John le Carré's Tinker, Tailor, Soldier, Spy, the 1974 spy novel generally regarded as the writer's finest, is predicated on a pair of enigmatic personalities: colorless, bureaucratic master-spook George Smiley and the double agent the Soviets have planted near the top of British intelligence whom Smiley must unmask.
Opens Fri., Dec. 23 at Lincoln Square and Pacific Place. 128 minutes. Rated R.
Although not without violence, the novel is essentially a procedural in which, playing for grim stakes against a drab background of imperial decline, methodical Smiley must deal with degrees of betrayal and distinguish between shades of moral equivalence. (The story has a certain gravitas for being inspired by the real-life case of the Cold War traitor Kim Philby and his Cambridge-educated MI6 cohorts.) Alec Guinness was a memorably gray-faced, doughy protagonist in the 1979 Tinker miniseries; Gary Oldman makes an even more taciturn interrogator and robotically cool master of deductive logic in Swedish director Tomas Alfredson's brooding, fluidly crafted movie adaptation.
Best known for Let the Right One In, the bleak tween vampire drama remade here as Let Me In, Alfredson is strong on chilly atmospherics. Smiley's London is scarcely less shabby or conspiratorial than early '70s Budapest, where a botched British operation sets the narrative merry-go-round in motion. The "circus"— le Carré's term for MI6—is in disarray, and the discharged Smiley is metaphorically brought back from the dead to discover which of his former colleagues is the "mole" (another le Carré coinage). As Smiley goes about securing files and interviewing witnesses, Alfredson establishes a universe of technologically primitive dial phones, teletype machines, and reel-to-reel tape recorders. If Smiley's secret agent is the anti-Bond, the retro Tinker is a sort of diminished, melancholy Brazil—at times dryly satiric. Alfredson returns repeatedly in flashback to the MI6 office Christmas party where Smiley becomes aware that his wife has betrayed him even while, in a comic literalization of le Carré's circus metaphor, a Lenin-masked Santa leads the assembled spooks in an enthusiastic rendition of the Russian national anthem—in Russian (which, of course, they all know).
The latest Tinker is in some ways more explicit regarding various characters' sexual proclivities than was the miniseries. It's also more concise, but what's lost is George's pathos.

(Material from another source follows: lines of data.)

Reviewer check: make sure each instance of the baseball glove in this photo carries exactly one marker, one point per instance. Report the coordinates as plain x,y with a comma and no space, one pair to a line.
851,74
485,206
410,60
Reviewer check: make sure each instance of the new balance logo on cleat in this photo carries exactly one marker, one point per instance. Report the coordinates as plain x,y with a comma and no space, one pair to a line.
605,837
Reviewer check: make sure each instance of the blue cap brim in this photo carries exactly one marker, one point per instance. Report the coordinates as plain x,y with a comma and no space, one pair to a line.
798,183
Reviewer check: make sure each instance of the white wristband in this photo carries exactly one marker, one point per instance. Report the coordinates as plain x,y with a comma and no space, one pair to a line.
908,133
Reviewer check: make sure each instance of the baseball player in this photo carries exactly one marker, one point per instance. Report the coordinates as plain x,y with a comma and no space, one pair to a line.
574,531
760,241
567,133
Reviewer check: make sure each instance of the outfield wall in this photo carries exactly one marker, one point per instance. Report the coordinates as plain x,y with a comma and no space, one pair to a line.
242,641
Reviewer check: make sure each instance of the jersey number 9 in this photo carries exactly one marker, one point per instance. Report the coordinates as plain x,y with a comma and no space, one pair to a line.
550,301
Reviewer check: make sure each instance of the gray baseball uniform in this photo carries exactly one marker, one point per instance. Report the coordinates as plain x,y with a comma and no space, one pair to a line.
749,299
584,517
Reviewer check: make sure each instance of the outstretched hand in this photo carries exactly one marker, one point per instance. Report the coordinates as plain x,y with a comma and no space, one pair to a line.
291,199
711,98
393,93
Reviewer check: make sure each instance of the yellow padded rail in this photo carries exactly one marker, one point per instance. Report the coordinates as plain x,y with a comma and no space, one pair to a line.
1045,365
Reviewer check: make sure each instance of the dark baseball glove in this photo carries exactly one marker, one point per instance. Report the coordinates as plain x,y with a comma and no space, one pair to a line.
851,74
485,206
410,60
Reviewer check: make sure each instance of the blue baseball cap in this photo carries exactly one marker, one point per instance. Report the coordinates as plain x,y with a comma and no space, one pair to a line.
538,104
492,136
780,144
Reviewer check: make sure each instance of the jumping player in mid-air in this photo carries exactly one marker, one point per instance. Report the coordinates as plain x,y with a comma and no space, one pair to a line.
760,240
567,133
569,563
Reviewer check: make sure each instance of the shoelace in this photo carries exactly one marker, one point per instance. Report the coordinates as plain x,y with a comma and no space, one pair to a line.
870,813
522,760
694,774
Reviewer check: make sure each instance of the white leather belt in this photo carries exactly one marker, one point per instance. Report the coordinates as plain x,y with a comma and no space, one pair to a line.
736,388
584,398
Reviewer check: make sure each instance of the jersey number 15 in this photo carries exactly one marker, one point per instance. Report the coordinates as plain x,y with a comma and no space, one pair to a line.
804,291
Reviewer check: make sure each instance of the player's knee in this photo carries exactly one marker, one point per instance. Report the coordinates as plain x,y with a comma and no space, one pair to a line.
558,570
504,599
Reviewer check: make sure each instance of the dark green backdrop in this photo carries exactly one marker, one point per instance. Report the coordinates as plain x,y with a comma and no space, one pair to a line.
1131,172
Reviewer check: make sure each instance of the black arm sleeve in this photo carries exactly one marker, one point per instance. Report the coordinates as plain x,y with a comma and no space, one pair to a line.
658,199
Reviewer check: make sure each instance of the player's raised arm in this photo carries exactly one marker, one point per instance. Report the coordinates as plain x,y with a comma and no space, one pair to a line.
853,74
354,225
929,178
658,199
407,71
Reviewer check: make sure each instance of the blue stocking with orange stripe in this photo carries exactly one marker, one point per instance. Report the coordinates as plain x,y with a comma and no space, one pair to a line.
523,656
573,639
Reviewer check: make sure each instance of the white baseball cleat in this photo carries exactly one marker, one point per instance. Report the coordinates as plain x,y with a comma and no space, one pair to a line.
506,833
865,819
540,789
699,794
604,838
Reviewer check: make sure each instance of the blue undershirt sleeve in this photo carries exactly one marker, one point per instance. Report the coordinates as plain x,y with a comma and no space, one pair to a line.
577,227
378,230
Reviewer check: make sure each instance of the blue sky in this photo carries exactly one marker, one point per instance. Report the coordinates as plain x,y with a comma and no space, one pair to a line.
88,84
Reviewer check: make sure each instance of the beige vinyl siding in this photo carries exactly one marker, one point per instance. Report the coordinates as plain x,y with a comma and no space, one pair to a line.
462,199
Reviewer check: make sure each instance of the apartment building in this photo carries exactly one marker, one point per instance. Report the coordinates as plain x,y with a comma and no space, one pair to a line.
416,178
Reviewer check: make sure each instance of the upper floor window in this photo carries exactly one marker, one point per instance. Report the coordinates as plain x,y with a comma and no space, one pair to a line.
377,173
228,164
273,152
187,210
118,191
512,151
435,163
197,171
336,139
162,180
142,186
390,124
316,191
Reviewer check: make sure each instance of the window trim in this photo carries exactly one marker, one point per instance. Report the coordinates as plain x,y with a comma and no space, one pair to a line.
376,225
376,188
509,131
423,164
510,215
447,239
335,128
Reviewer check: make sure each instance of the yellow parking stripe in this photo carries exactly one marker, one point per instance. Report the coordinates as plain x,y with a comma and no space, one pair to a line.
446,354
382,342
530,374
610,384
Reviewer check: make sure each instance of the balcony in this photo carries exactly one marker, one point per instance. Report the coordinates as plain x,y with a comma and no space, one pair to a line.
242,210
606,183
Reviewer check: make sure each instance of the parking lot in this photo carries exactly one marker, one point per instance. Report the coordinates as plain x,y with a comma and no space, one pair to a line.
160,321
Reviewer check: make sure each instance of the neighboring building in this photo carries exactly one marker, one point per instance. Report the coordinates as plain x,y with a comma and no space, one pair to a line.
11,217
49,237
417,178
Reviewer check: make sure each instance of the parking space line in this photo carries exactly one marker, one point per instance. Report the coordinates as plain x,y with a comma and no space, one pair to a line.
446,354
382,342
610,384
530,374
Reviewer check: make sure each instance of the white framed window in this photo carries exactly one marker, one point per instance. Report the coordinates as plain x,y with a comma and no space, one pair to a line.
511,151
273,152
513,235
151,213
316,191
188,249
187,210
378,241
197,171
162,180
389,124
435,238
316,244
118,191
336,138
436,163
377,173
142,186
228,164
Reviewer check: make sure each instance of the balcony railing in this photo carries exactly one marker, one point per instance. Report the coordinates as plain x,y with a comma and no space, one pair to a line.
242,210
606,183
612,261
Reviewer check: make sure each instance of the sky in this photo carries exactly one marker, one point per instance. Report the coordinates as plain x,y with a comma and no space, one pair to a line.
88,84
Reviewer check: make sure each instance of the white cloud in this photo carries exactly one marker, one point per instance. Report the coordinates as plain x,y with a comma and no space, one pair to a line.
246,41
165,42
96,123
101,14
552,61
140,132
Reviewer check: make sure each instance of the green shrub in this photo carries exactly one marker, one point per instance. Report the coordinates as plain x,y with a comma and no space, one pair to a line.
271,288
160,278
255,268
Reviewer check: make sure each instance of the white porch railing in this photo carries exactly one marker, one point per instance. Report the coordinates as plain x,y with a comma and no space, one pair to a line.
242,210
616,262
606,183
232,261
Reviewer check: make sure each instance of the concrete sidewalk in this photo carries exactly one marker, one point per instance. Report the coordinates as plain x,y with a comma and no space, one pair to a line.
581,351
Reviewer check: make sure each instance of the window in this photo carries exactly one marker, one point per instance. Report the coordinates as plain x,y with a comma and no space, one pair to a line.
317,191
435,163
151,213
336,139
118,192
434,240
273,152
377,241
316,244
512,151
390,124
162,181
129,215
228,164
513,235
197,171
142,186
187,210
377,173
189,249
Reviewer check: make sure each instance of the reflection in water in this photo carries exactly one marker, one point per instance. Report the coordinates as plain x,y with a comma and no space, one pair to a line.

Oldman's Smiley is less agonized nerd than Asperger brainiac; as successful as Alfredson is in evoking the period, it's difficult these days to feature a movie hero who is not unequivocally victorious, and perhaps even tougher, 22 years after Cold War victory, to evoke the psychology of that twilight struggle. I missed the final line, delivered in the miniseries (but not the novel) by the faithless Mrs. Smiley: "Poor George. You don't know what life is about, do you?"